There is something to be said about branching off in a series. If done well, you have a whole new avenue for the plot to traverse. While staying true to it’s original theme, Iced follows Dani “The Mega” O’Malley. Introduced in the Fever series as the very young, superfast Sidhe-Seer that became fast friends(pun intended) with the main heroin, Makayla Lane or Mac for short.
I have never met a more strong willed character in all my life of reading. To say the least, The Mega doesn’t like to be held down. And that’s exactly what Ryodan tries to do. He’s faster than her, stronger, and definitely older. But there’s more to him, and Dani can’t figure out what. All she knows is that all of a sudden, there are a lot of people interested in her every move.

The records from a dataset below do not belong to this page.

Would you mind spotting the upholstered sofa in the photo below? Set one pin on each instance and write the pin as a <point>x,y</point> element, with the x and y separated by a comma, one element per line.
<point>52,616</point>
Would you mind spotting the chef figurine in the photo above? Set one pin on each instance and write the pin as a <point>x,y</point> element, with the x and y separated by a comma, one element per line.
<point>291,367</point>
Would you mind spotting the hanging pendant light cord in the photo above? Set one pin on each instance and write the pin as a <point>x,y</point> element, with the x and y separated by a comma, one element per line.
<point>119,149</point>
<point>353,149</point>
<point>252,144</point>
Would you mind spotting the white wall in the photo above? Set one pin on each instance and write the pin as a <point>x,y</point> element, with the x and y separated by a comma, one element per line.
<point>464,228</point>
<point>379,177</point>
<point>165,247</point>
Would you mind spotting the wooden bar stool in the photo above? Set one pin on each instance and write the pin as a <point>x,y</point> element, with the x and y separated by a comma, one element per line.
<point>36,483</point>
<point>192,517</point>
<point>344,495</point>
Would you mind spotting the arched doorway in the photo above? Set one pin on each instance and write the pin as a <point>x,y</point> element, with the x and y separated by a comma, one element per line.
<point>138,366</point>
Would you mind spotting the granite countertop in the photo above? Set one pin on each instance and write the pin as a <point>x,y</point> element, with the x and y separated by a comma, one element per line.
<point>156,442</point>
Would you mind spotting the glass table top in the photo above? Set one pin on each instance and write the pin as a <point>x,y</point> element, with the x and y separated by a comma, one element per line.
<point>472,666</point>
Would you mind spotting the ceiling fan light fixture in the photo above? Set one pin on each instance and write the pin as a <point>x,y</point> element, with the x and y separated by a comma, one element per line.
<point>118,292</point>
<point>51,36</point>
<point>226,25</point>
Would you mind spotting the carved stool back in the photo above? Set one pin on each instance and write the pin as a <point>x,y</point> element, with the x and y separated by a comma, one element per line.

Sure, she has the Sword of Light, one of the few weapons in creation that can kill the Fae. But that doesn’t mean everybody needs to be gettin’ in her space! And why does Ryodan keep trying to get her to work for him? Doesn’t he know that the world as we knew it ended? But here he is, trying to get the Mega to sign a contract. Dani refuses, of course, but Ryodan is a very patient man. And he’s not above chaining Dani to a wall to get what he wants.
Throw in a once hunky Highlander turned Unseelie Prince that wants to be the only man in Dani’s life, and a shut in genius of a human teen who is not bad looking either and poor Dani has a mess of problems on her back. Each turn lands her in a new and even more awkward position. All the while there’s some kind of “thing” that’s icing all of Dublin and forcing the whole region back into a bitterly cold winter.
So now the Mega has to work with everyone, even those she’d prefer not to, in order to return her city and the humans still in it back to relative safety. But at what cost?
I wouldn’t give any of these books less than four stars, but Iced gets five fantastically frozen stars that are ready to explode at the slightest vibration. My fingers are crossed that Burned will be just as good.